The amp itself is very straightfoward. It has a gain knob, three knobs for bass, middle and treble, two shaping knobs for depth and presence, a gate, and selectable buttons for lead, deep and scoop. The knobs all do exactly what they say. The button for lead adds additional distortion, the button for deep emphasizes lower frequencies, and the button for scoop creates a scoop in the mid-range. All very straightforward. Two minutes after installation I had the program basically figured out and was messing with the vast sound-shaping capability of such a simple setup. One of the things I love about this plug is that it is hard to not get a good sound. And the sound itself ranges from hard-rock to all-out blistering metal; best of all, it does not crap out on the low end and become muddy. Thank god there is a company that understands what metal is.

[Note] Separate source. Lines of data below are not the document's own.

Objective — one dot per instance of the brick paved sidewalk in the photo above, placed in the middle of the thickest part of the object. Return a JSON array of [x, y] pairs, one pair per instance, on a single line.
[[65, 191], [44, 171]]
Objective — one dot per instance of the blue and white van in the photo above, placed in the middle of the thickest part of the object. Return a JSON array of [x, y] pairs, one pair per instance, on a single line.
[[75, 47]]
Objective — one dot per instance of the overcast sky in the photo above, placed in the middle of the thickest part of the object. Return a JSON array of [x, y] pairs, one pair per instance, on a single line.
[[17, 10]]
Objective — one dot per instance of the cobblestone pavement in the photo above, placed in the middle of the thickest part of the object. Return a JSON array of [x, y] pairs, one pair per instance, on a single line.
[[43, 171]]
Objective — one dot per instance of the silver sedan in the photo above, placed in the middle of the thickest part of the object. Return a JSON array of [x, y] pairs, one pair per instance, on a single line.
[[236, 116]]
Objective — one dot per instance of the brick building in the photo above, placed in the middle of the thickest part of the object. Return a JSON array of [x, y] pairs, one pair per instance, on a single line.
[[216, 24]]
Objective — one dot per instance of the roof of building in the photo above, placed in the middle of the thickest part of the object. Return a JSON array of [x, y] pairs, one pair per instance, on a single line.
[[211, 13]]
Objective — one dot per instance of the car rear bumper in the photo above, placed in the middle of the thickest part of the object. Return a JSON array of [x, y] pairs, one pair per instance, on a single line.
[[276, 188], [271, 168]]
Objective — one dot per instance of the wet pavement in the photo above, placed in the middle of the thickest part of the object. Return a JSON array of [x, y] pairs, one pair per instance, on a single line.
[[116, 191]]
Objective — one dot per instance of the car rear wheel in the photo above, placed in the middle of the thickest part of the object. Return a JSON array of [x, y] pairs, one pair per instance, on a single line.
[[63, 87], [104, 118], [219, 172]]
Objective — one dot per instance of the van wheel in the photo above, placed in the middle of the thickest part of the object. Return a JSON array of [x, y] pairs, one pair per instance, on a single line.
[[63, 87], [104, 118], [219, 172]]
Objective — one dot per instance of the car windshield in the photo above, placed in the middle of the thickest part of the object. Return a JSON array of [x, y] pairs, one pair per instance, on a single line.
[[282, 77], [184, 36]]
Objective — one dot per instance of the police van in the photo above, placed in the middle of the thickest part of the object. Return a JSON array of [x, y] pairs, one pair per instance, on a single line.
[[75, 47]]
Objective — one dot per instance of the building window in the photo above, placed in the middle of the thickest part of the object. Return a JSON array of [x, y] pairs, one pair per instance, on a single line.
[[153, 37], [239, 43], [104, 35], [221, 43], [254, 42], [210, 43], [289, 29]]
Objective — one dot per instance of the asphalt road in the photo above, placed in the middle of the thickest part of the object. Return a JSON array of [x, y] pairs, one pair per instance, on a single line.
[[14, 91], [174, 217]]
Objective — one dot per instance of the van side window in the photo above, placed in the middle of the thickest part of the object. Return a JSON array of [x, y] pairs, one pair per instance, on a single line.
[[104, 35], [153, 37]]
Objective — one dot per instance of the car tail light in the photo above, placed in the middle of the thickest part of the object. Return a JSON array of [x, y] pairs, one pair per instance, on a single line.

Having said this, there are a few things that bug me about this product. One, it doesn't have an onboard tuner. In this day and age, when you are working and recording, it doesn't make sense to have to unplug your guitar to manually tune it when most software has this feature on board. Two, it uses the standard VST preset management system rather than an onboard save and load feature. This is not a huge deal, but if you use more than one host, you'll want to be sure that you save all presets to the same location or the sound you painstakingly create will be lost in the structure of a host-specific location. With an onboard preset management system, you'd never have to think about where to store the patch.
Overall Rating: 8. I'd love to give this a nine just for the sound of it, but the price and the lack of a tuner or good preset management system, to me, set this back a bit. Still, if you are looking for "that" metal sound, this is a great program to have in your arsenal.